John Jellies

Muscle assembly in simple systems

Muscle development has been the subject of intense scrutiny at cellular, biochemical and molecular levels, yet little is known about the factors that generate anatomically distinct muscles during embryogenesis. We now know that at least some muscles are initially organized by interactions with particular cells that appear early in development, the muscle organizers. These organizers have been described in both arthropods and annelids, and serve similar functions in both groups: they provide cellular scaffolding during the early and relatively simple anatomical stages of embryogenesis, which is then used to pattern the assembly of large numbers of pre-myocytes. Thus, single cells provide an early framework that is retained even as the embryo becomes vastly more complex. Furthermore, studies have shown that the muscle organizer is necessary for motor neuron growth cones to locate (or recognize) the appropriate target region. In other words, the motor neurons extend toward muscles during muscle histogenesis and can use the muscle organizer for guidance, rather than the definitive muscle which has not yet emerged. The discovery of these identifiable tissue organizers has opened several intriguing avenues by which the roles of cell-cell interactions in development can be further addressed. Additionally, the discovery of these cells implies that in order to understand the ways in which motor neurons are initially matched to particular muscle targets we should also study the organizers that may provide positional introductions between future synaptic partners.

Tract formation and axon fasciculation of molecularly distinct peripheral neuron subpopulations during leech embryogenesis

In leech, the central projections of peripheral sensory neurons segregate into specific axonal tracts, which are distinguished by differential expression of surface antigens recognized by the monoclonal antibodies Lan3-2 and Lan4-2. Lan3-2 recognizes an epitope expressed on axons that segregate into three distinct axon fascicles. In contrast, the Lan4-2-positive axons selectively project into only one of the Lan3-2-positive axon tracts. These observations provide evidence for a hierarchy of guidance cues mediating specific pathway formation in this system. Since the Lan3-2 antibody has been shown to perturb this process and since, as shown here, the Lan3-2 and Lan4-2 antigens are closely molecularly interrelated, these antibodies may help define molecules and epitopes mediating neuronal recognition and axonal guidance.

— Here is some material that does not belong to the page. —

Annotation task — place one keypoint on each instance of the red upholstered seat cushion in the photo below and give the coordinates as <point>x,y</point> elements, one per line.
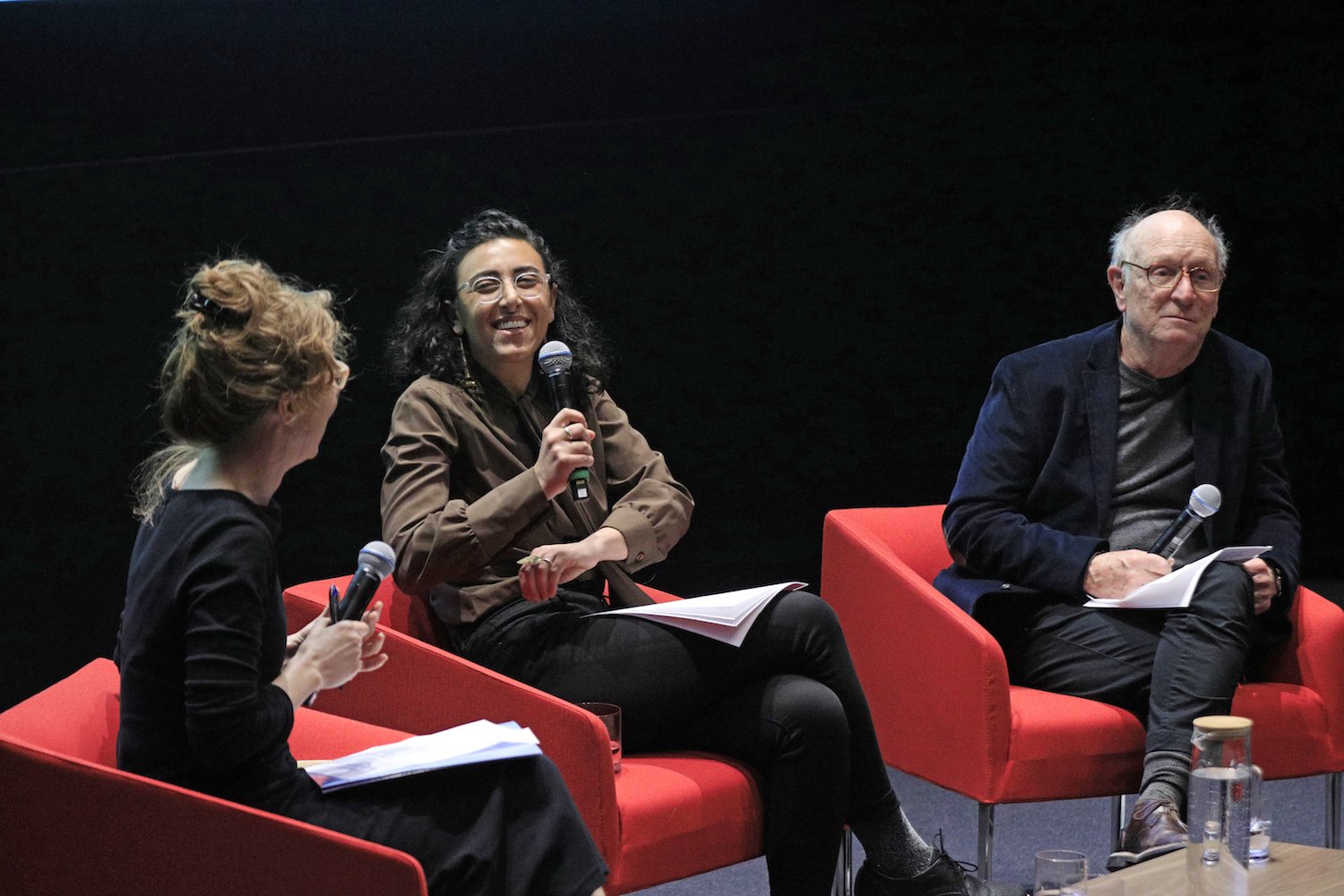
<point>683,809</point>
<point>1064,747</point>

Hierarchical guidance cues and selective axon pathway formation

Publisher Summary This chapter explores the developmental mechanisms of navigation and selective fasciculation of peripheral sensory neurons in the embryo of the leech. It shows that central nervous system (CNS)-derived guidance cues are necessary for correct pathway formation of these neurons into the CNS. In the absence of these cues, the growing axons lose their orientation and default to fasciculation onto each other, often forming circular paths. In normal development, when the peripheral neurons reach the CNS, they segregate into four well-defined axonal tracts. The chapter also demonstrates that at least two antigenically distinct subpopulations of peripheral neurons can be defined which have selective affinity for two different pathways. These results provide compelling evidence for the existence of a hierarchy of guidance cues mediating specific tract formation in this system. The chapter proposes that different subsets of peripheral neurons differentially express other molecules or epitopes that can interact with CNS-derived guidance cues, possibly through heterophilic mechanisms and signal transduction events. These interactions override the common fasciculation and mediate selective segregation and tract formation.

Ultrastructure of an identified array of growth cones and possible substrates for guidance in the embryonic medicinal leech, Hirudo medicinalis

The oblique muscle organizer (Comb- or C-cell) in the embryonic medicinal leech, Hirudo medicinalis, provides an amenable situation to examine growth cone navigation in vivo. Each of the segmentally iterated C-cells extends an array of growth cones through the body wall along oblique trajectories. C-cell growth cones undergo an early, relatively slow period of extension followed by later, protracted and rapid directed outgrowth. During such transitions in extension, guidance might be mediated by a number of factors, including intrinsic constraints on polarity, spatially and temporally regulated cell and matrix interactions, physical constraints imposed by the environment, or guidance along particular cells in advance of the growth cones. Growth cones and their environment were examined by transmission electron microscopy to define those factors that might play a significant role in migration and guidance in this system. The ultrastructural examination has made the possibility very unlikely that simple, physical constraints play a prominent role in guiding C-cell growth cones. No anatomically defined paths or obliquely aligned channels were found in advance of these growth cones, and there were no identifiable physical boundaries, which might constrain young growth cones to a particular location in the body wall before rapid extension. There were diverse associations with many matrices and basement membranes located above, below, and within the layer in which growth cones appear to extend at the light level. Additionally, a preliminary examination of myocyte assembly upon processes proximal to the growth cones further implicates a role for matrix-associated interactions in muscle histogenesis as well as process outgrowth during embryonic development.